Ryan Dempster had absolutely the easiest save of the year -- throwing only four pitches for three easy outs, and thus he could go again tonight.

This all bodes well for tonight -- even with the presumed mismatch of Roger Clemens vs. Sergio Mitre. Yes, Clemens is 3-2 with a ridiculous 1.29 ERA (leading the majors), but:

* the Cubs have hit Clemens well in the six career starts he's made against them (he's 2-3 with a 3.89 ERA vs. the Cubs), and

* Houston is 3-6 in games Clemens has started.

Jeromy Burnitz' seventh homer of the season, a two-run job that landed in nearly the same spot Patterson's did (no cab, however, was in sight at that point), gave the Cubs a cushion.

After that, with the weather getting even colder, the race was on to see if the game, which had gone to the bottom of the 8th at one hour, forty-four minutes, could be finished in less than two hours.

No thanks to Astros reliever Chad Harville, it couldn't. Harville made at least six throws to first base to keep Jerry Hairston close, with louder boos each time. Sure, Hairston was eventually caught stealing. So what?

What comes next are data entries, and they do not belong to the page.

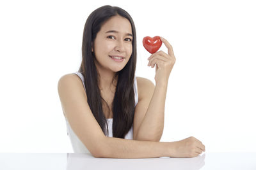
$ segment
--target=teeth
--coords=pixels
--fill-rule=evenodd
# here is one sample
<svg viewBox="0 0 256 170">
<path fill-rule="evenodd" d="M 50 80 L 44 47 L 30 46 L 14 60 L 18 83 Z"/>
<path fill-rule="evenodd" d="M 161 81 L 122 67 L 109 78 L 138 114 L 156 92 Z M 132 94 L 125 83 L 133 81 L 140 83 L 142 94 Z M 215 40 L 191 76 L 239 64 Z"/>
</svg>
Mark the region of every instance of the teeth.
<svg viewBox="0 0 256 170">
<path fill-rule="evenodd" d="M 122 59 L 122 57 L 115 57 L 115 56 L 112 56 L 112 58 L 116 59 Z"/>
</svg>

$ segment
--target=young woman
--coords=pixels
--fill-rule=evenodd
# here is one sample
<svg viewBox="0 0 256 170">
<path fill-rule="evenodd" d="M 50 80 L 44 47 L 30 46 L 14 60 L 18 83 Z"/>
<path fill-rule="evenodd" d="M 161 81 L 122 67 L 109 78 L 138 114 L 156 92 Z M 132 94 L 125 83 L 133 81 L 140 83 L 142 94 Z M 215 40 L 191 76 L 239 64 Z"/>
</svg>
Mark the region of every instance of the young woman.
<svg viewBox="0 0 256 170">
<path fill-rule="evenodd" d="M 118 7 L 93 11 L 84 25 L 79 71 L 59 80 L 58 89 L 74 152 L 95 157 L 193 157 L 205 151 L 193 137 L 159 142 L 170 74 L 175 62 L 168 54 L 148 58 L 156 66 L 156 87 L 134 76 L 136 34 L 133 20 Z"/>
</svg>

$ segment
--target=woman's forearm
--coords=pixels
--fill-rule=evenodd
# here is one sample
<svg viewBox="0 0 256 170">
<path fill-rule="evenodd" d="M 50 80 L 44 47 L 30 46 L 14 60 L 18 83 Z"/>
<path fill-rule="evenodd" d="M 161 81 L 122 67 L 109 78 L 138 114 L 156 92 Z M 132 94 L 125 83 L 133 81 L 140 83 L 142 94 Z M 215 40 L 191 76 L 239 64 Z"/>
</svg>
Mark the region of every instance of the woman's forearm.
<svg viewBox="0 0 256 170">
<path fill-rule="evenodd" d="M 137 140 L 160 140 L 164 129 L 167 85 L 167 83 L 156 83 L 148 110 L 136 138 Z"/>
<path fill-rule="evenodd" d="M 154 158 L 172 157 L 175 142 L 155 142 L 106 137 L 96 157 Z"/>
</svg>

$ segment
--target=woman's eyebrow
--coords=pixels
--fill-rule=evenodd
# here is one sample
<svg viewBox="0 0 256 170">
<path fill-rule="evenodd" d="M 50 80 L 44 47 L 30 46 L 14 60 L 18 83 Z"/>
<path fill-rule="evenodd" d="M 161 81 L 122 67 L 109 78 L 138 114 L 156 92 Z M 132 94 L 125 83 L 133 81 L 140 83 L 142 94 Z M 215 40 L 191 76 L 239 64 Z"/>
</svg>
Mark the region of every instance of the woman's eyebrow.
<svg viewBox="0 0 256 170">
<path fill-rule="evenodd" d="M 109 31 L 106 32 L 105 33 L 109 33 L 109 32 L 118 33 L 119 32 L 117 31 L 115 31 L 115 30 L 109 30 Z M 125 34 L 125 36 L 131 36 L 131 37 L 132 37 L 132 34 L 131 34 L 131 33 L 127 33 L 127 34 Z"/>
</svg>

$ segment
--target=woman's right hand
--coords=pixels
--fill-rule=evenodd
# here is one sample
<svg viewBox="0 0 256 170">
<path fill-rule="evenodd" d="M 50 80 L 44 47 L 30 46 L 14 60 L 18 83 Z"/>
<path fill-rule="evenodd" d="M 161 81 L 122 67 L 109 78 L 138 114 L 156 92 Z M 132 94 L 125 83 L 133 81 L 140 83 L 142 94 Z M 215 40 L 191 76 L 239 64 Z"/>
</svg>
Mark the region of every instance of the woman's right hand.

Then, the 67-year-old John Franco came in to get the final out of the 8th, wasting even more time. I'm kidding about his age, but looking it up when he came in -- Franco's rookie year was 1984, with the Reds, and one of his teammates was... Pete Rose, who returned to Cincinnati late that year as player/manager.

Other good stuff that happened last night:

* a manufactured run in the first, with a single, a perfectly-executed hit-and-run, and a sacrifice fly;

* Jason Dubois throwing Morgan Ensberg out in the fourth trying to stretch a single into a double. I said to Mike, "Well, Dusty can't complain about his defense for a while!"

About the Danny Graves situation: the Cubs are interested, although they may wait till after the DFA period ends so they're not on the hook for Graves' contract, which includes a $6.25 million option for 2006.

My SportsBLOGS colleague JD at the Red Reporter weighs in with some comments about the Graves (and Jimenez) DFA's.

Tough year to be a Reds fan. Or an Astros fan. Keep the faith. Things are getting better.